That's an interesting one. Maybe complicating instructions might take too long to encode, but making it a simple buy/sell trigger for one particular security could work? But also going over too long a distance means the stock markets are closed in that part of the world.
There is also a satellite company LeoSat that was trying to build a low latency long distance network of low flying satellites with laser links between them. Guessing that's a "tad" :-) (few billion) more expensive than a pair of shortwave transceivers. But if money is not an issue they say they can do 1.5x faster than terrestrial speed:
Those are microwave which basically need line of sight? I was thinking of lower frequencies which can sometimes go hundreds of kilometers without repeaters.
The lower you go in frequency, the less bandwidth is available.
The entire "HF" spectrum is ~30 MHz. My Wi-Fi at home uses a wider channel than that.
The lower frequencies -- that will travel across the ocean, unaided -- don't have anywhere near the bandwidth necessary (to support the throughput that they need).

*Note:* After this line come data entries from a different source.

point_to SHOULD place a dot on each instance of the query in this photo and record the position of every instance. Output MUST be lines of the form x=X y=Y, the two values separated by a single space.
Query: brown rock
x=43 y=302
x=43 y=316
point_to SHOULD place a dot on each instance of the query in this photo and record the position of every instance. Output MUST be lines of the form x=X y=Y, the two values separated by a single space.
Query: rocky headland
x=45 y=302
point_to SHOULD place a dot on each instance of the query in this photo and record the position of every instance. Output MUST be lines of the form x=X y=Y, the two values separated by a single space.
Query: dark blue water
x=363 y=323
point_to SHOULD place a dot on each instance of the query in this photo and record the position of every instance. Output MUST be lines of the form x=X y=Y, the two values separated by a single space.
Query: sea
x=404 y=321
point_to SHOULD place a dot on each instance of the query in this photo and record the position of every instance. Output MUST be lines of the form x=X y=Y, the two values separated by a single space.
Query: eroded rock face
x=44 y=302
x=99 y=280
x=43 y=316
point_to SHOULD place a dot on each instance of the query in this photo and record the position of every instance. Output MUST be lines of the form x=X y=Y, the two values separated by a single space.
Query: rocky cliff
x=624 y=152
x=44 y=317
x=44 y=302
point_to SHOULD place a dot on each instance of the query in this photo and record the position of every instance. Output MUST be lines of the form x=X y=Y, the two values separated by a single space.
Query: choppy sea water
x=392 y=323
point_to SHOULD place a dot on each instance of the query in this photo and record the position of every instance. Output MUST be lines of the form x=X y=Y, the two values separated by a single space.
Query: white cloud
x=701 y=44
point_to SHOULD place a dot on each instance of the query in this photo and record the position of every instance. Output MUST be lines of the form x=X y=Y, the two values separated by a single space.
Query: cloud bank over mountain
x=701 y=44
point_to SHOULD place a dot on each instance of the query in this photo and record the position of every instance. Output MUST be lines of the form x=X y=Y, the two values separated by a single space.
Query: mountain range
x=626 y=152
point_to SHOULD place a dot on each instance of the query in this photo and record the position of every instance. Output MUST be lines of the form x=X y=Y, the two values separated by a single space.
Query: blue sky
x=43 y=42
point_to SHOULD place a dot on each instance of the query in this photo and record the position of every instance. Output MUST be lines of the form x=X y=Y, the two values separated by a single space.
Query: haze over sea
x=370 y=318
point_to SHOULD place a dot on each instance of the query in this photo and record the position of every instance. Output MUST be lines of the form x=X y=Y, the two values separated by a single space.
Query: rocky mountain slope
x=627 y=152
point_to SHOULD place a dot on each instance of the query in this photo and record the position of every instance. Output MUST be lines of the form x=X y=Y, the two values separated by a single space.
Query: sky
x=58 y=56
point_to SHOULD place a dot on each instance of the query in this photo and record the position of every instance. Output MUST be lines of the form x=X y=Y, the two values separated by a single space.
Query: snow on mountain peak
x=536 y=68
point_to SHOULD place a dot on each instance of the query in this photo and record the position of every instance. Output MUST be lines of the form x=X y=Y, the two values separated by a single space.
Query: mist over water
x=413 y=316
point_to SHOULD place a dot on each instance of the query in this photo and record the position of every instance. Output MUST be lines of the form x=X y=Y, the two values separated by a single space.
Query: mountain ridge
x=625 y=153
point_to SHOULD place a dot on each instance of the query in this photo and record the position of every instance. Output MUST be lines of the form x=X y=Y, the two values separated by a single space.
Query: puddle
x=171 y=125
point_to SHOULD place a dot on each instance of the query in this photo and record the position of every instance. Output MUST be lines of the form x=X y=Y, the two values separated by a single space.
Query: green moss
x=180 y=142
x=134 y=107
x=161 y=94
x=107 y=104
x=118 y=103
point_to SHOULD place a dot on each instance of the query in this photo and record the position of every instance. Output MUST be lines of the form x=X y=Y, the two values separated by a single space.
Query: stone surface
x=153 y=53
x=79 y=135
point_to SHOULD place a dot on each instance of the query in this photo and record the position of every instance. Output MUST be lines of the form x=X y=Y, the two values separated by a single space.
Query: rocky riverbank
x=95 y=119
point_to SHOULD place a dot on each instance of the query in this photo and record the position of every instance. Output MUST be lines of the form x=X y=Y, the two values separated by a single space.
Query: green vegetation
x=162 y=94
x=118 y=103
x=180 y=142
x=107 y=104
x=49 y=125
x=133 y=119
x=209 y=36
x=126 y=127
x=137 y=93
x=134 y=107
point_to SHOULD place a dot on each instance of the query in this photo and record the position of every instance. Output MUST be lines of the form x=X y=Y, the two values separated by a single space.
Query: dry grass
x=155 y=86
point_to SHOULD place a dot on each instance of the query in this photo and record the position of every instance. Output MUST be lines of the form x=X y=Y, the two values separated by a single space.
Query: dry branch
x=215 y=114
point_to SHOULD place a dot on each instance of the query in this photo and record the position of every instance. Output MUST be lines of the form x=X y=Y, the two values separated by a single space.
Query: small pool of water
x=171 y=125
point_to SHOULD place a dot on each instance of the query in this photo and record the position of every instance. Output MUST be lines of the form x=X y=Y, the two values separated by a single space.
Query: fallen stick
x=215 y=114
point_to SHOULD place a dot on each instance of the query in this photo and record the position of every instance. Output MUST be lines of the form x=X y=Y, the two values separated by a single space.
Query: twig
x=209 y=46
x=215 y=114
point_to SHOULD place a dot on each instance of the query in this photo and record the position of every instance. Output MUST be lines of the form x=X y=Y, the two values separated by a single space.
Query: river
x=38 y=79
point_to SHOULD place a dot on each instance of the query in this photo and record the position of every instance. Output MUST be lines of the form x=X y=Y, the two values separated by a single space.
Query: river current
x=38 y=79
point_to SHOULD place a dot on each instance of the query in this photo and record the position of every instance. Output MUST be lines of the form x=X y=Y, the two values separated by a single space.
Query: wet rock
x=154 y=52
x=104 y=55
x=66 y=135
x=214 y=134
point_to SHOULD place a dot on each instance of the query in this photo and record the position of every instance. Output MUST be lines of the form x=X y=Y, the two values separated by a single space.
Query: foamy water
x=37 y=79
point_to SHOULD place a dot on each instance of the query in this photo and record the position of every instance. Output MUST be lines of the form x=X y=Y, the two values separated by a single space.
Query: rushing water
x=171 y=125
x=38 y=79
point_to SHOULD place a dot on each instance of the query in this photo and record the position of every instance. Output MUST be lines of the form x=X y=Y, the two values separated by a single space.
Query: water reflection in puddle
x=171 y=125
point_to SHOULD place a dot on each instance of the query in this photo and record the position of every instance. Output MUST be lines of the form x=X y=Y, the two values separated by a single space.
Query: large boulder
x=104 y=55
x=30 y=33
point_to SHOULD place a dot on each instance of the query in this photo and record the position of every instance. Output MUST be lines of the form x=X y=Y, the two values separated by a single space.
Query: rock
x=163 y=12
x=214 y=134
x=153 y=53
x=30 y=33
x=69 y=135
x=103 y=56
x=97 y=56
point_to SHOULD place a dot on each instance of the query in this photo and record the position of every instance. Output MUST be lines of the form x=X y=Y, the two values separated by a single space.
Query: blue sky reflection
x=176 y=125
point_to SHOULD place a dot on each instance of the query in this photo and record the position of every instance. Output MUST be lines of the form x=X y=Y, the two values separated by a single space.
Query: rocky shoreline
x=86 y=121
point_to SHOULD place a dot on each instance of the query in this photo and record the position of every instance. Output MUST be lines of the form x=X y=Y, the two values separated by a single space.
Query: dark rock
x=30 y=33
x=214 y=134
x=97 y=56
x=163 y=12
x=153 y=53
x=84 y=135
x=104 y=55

PSK31 is 31 bps, but that's with ~100 Hz between channels. DXing is common in the 14 MHz band, so you could probably get to the megabits-per-second range before Physics (or the FCC) stops you.

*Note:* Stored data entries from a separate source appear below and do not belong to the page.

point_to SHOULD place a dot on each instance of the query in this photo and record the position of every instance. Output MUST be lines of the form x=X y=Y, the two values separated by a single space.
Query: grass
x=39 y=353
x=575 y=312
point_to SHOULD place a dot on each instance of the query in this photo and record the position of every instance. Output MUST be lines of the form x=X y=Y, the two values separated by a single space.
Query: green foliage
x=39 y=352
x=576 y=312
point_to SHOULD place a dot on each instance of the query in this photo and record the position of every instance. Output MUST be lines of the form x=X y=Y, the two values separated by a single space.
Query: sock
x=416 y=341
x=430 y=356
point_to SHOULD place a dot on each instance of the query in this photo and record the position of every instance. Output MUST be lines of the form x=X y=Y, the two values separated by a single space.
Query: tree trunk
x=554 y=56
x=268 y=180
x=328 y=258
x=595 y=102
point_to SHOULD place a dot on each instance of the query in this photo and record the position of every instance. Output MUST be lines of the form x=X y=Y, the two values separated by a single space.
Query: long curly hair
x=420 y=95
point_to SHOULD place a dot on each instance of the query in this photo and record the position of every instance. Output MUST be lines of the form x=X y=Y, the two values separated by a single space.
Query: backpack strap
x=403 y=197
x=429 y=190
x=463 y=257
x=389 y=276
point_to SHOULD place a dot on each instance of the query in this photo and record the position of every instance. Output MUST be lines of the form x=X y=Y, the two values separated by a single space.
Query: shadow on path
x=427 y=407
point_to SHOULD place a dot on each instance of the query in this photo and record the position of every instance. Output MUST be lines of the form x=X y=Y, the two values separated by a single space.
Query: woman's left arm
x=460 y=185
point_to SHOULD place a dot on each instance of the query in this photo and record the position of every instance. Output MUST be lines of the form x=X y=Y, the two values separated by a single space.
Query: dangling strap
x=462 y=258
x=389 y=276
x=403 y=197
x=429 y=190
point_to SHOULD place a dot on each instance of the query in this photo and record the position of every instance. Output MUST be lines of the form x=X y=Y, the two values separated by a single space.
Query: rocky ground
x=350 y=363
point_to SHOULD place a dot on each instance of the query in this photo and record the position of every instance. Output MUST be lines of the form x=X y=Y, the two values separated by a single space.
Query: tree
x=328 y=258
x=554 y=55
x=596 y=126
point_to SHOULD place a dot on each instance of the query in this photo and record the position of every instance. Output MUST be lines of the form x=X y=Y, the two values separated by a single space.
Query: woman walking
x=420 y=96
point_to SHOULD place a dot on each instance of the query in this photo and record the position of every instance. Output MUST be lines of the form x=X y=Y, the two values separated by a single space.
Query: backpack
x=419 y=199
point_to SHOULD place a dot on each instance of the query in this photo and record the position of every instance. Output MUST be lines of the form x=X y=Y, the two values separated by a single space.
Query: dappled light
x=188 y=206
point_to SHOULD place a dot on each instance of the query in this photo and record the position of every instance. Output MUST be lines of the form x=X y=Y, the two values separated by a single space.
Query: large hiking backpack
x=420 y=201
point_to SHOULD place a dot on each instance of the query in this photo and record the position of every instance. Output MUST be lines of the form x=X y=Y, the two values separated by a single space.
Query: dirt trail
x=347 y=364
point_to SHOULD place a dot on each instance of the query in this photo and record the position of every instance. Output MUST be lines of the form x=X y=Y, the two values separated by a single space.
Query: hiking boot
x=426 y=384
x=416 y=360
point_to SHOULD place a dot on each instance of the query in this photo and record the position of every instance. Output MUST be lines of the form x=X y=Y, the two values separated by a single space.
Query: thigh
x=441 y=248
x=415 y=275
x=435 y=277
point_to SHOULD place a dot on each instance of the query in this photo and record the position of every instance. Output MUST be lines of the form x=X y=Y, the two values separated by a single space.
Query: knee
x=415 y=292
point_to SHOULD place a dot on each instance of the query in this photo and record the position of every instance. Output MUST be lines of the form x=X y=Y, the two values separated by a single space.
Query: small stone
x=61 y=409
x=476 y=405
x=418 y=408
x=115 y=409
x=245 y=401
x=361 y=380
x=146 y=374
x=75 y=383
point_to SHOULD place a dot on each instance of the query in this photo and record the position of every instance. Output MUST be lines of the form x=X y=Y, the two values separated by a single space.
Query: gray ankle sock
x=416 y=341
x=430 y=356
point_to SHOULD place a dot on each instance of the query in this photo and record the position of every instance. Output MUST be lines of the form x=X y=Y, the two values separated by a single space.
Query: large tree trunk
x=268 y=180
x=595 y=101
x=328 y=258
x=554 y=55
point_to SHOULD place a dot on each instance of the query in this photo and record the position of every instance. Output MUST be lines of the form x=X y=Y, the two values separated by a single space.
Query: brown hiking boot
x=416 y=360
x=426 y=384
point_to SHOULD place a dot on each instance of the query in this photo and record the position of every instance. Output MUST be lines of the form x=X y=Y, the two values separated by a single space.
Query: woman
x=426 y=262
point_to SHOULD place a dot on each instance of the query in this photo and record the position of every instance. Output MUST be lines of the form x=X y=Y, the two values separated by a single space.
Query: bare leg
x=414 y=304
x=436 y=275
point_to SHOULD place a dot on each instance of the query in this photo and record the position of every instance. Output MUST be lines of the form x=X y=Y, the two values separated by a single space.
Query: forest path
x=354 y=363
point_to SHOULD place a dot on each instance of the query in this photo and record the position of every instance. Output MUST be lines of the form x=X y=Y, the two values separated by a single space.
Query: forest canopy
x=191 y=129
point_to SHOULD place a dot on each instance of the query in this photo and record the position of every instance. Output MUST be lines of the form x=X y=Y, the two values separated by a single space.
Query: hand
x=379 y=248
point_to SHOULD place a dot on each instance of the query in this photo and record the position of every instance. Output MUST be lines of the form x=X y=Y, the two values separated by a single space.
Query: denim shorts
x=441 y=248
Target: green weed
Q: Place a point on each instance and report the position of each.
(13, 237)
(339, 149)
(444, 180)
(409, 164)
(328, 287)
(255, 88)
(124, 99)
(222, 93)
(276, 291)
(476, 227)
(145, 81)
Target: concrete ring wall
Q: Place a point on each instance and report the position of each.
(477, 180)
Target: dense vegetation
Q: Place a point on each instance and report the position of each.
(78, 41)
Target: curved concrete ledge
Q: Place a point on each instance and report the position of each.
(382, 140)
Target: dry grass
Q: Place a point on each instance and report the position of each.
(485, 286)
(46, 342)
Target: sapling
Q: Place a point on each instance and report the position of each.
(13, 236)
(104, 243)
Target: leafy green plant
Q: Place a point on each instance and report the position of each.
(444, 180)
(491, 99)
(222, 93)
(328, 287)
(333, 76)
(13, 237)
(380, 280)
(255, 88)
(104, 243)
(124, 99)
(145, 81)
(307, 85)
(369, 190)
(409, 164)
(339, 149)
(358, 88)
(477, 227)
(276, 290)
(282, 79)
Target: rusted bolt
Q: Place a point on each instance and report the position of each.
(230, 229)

There is also a satellite company LeoSat that was trying to build a low latency long distance network of low flying satellites with laser links between them. Guessing that's a "tad" :-) (few billion) more expensive than a pair of shortwave transceivers. But if money is not an issue they say they can do 1.5x faster than terrestrial speed:
http://leosat.com/media/1115/leosat-finance.pdf
100ms NY to Tokyo, for example. Not bad.